## 1. Introduction

[2] Since the beginning of the Cassini mission in July 2004, the spacecraft has completed more than 130 orbits in a wide variety of geometries in Saturn's magnetosphere. The periapsis distance of thirty-seven of those orbits during the prime mission was closer than Enceladus's orbit at 3.95 Rs. As Cassini continues to orbit in Saturn's magnetosphere and more data are obtained close to the planet in a variety of geometries, our knowledge of Saturn's magnetosphere improves and it is necessary to update earlier models of Saturn's internal magnetic field.

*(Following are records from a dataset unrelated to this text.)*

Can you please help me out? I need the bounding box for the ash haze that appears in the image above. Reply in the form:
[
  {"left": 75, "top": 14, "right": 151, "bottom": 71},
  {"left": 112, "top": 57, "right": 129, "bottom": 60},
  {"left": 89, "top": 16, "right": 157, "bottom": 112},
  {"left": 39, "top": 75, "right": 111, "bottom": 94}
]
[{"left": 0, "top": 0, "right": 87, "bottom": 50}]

[3] Without accurate knowledge of Saturn's rotation rate, it is not possible to derive an internal magnetic field model that includes non-axial terms. Planetary magnetic field models based on Pioneer and Voyager data [*Davis and Smith*, 1990; *Connerney et al.*, 1984; *Giampieri and Dougherty*, 2004a] as well as initial models based on Cassini data [*Dougherty et al.*, 2005] were necessarily axisymmetric since they were based on a rotation period now thought to be incorrect by several minutes [*Galopeau and Lecacheux*, 2000]. In those models any non-axial field would have been ‘smeared’ over wide range of longitudes reducing its contribution. Subsequent models were constrained to be strictly axisymmetric because of this lack of knowledge [*Burton et al.*, 2009] yet the periodic character of the magnetic field in Saturn's inner magetosphere is evident [*Giampieri et al.*, 2006; *Southwood and Kivelson*, 2007; *Andrews et al.*, 2008].

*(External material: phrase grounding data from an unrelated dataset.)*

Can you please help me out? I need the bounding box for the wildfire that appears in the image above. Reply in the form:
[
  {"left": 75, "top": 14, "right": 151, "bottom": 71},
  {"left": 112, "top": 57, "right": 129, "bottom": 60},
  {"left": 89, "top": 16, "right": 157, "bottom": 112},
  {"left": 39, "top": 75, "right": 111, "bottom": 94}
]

[4] For Jupiter, given the substantial contribution by non-axial field, a direct method of determining the rate of rotation is possible by examining the periodic variation in the tilt of the magnetic dipole axis [*Russell et al.*, 2001]. Saturn's magnetic field has long been known to have negligible dipole tilt, making this direct determination difficult.

[5] Given the high degree of symmetry, less direct methods have been used to estimate Saturn's rotation rate. *Anderson and Schubert* [2007] used a procedure that minimized the wind-induced dynamic heights in the atmosphere to determine a period of 10 hours, 32 minutes, and 35 seconds ± 13 seconds. *Read et al.* [2009] proposed that Saturn's rotation rate can be determined by considering the dynamical stability of the planet's jet streams. They used observational estimates of winds and temperatures to derive a rotation period of 10 hours, 34 minutes, and 13 seconds ± 20 seconds based on a minimization of potential vorticity.

[6] However, even given the uncertainties in rotation period associated with these models (13–20 seconds), knowledge of the planetary longitude is highly uncertain over a short period of time. For an uncertainty of 13 seconds, the planetary longitude is uncertain by 90 degrees over a years time and by almost a full rotation over the four year time span of the Cassini of the prime mission.

[7] In this analysis, using Cassini magnetometer data obtained on all close Saturn flybys, we update the spherical harmonic coefficients for an axisymmetric model of Saturn's internal planetary magnetic field. We also assess the range of possible values of the non-axial coefficients and extent of non-axisymmetry of the magnetic field for plausible planetary rotation rates.